Стали потом досаждать Михайле закаты. На полнеба, бывало, разливался малиновый пожар, томил, клал розовые отсветы на бесснежную степь, напоминал о невозвратном.

Отойдя от аула, ставшего на ночь где-нибудь у колодца, бродил часто поручик по степи, кутаясь в бараний тулуп, смотрел, как плавится на западе красное, уставшее солнце. Тает, исходит кровью багряной, жмется к земле. Так бы и полетел за ним! Только оттолкнись, отвяжись от праха постылого, от степи, что поросла жесткими пучками травяными, будто бородавками. Не отвяжешься. Крепко держит неприютная равнина. Не уйдешь.

Мороз леденил дыхание. Михайла поворачивался, шел к аулу, к кибитке Канбарбека.

Там, внутри, уже пылал огонь, в казане булькало, дым и пар застилали глаза. Начиналась вечерняя трапеза. Михайла ел со всеми. Канбарбек подсовывал лучшие куски, хлопал по плечу, не горюй! Сквозь дым из-за казана на поручика смотрели черные глаза Айгульки, дочери Канбарбека. Смеялись черные глаза, щурились, прятались за мохнатыми ресницами. Поручик, отяжелев от еды, смотрел перед собой остекленевшим взглядом. Клевал носом. Но волнение, вызванное красным закатом, не проходило. А тут Канбарбек брал кайсацкую музыку — балалайку с долгой шеей, — бил пальцами по двум струнам, тянул тонким голосом непонятную песнь, надрывал душу.

Михайла в отчаянии таращил глаза, оглядывался дико: не сон ли? Костер угасал. А может, все другое — сон? И дом дворянский под липами, и Пугачев, и бревно на Яике? А Михайла век целый уже кочует по степи да слушает, как поет седобородый?..

Потом пришла весна. Аул медленно кочевал от колодца к колодцу, углубляясь на юг. Когда овцы съедали корм, Канбарбек подымал кибитки, вел сородичей дальше.

— Что за земля? — спрашивал Михайла.

— Мангыстау, — отвечал седобородый, щурил глаза. — Тысяча зимовий. Там — море.

— Где?

— Там, на закате.

— Мангышлов берег?

— Да. Мангышлак.

Михайла задрожал:

— Как добраться?

— Будем близко, доберешься сам.

Канбарбек помолчал, погладил редкую бороду, сдвинул малахай на затылок.

— Э, Михайла, — сказал раздумчиво, — чего торопишься, куда бежишь?

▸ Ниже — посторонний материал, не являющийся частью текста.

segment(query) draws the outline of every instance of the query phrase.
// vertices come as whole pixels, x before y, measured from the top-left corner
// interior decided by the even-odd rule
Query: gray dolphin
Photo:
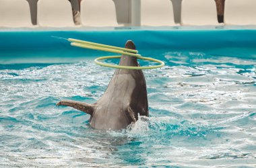
[[[135,50],[129,40],[126,48]],[[119,65],[139,67],[135,56],[122,55]],[[148,116],[147,89],[141,70],[117,69],[104,95],[94,104],[63,100],[57,106],[67,106],[91,115],[90,124],[96,129],[120,130]]]

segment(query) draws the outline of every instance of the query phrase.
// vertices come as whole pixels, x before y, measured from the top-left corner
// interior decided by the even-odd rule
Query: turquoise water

— Тошно, Канбарбек, потому и бегу.

— Молодой ты, Михайла, глупый. От скуки тебе тошно. Все думаешь. А думать много не надо. Думай не думай, все равно — от двух овец белых, что в одно время на свет родились, не убежишь никуда.

Седобородый замолчал. Слова его Михайла, однако, понял: в самую душу заглянул Канбарбек, дьявол хитрый. Давно уж горячат Михайлу прелестные сны… Дрожат в тумане два белых ягненка… Нет, не ягнята это: кожа шелковистая, гладкая, на концах — соски темные, а поверх — глаза…

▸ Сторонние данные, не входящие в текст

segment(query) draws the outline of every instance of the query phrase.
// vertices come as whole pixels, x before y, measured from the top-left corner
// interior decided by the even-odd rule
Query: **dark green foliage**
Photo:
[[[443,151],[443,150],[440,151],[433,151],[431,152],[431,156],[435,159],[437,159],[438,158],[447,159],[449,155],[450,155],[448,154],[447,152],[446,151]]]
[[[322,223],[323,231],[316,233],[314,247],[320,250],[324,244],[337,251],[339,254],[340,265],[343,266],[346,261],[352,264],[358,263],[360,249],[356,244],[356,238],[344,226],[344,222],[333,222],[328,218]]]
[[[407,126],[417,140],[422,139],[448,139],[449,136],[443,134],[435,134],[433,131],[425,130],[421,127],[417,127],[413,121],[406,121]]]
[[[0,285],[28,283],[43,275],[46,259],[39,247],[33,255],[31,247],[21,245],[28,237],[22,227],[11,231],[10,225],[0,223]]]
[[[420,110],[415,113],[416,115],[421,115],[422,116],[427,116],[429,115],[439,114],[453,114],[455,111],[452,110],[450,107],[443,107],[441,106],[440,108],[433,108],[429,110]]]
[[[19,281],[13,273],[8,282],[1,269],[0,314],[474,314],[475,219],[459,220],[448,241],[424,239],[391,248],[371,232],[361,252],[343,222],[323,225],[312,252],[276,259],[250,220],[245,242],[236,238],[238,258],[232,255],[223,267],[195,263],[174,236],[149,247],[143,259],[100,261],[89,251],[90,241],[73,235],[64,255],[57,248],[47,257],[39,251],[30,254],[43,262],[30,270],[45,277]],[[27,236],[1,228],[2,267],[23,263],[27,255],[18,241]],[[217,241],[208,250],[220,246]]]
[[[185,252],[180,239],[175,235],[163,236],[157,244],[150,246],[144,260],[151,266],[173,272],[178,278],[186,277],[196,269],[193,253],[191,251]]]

Усмехаются черные глаза, то раскроются широко, то в мохнатых ресницах спрячутся. Омут. А Канбарбек? Он-то куда гнет? Екнуло у поручика сердце. Не по себе стало…

А вокруг цвела степь. Лезли на свет из жесткой земли молодые побеги, зеленым туманом одевались шары перекати-поля. Выпрямлялись, наливались соками высохшие стебли. Казалось, ночами шорох стоит над бурой землей. То затаившаяся в ней жизнь спешила начать и свершить положенное — распуститься, принести плод, покуда не выпило еще все капли воды осатаневшее солнце…

Загорались мелкими сиреневыми огоньками цветы верблюжьей колючки; красными, желтыми пятнами мелькали крошечные степные тюльпаны. А вдали чудилась уже Михайле морская гладь…

— Ну? — Канбарбек повернулся, взглянул на Михайлу мудрыми насмешливыми глазами.

— Боюсь, — прищурился тот. — В степи остаться боюсь. Достанут тут меня, чего доброго, псы государыни. Неровен час — и выдаст кто…

— Беспокойный ты, Михайла, — Канбарбек вздохнул. — Все вы беспокойные. Чего затевали?

— А что?

— А то. Говорят, если твой царь слеп, значит, и ты закрой один глаз, — Канбарбек засмеялся, стегнул лошадь, отъехал в сторону.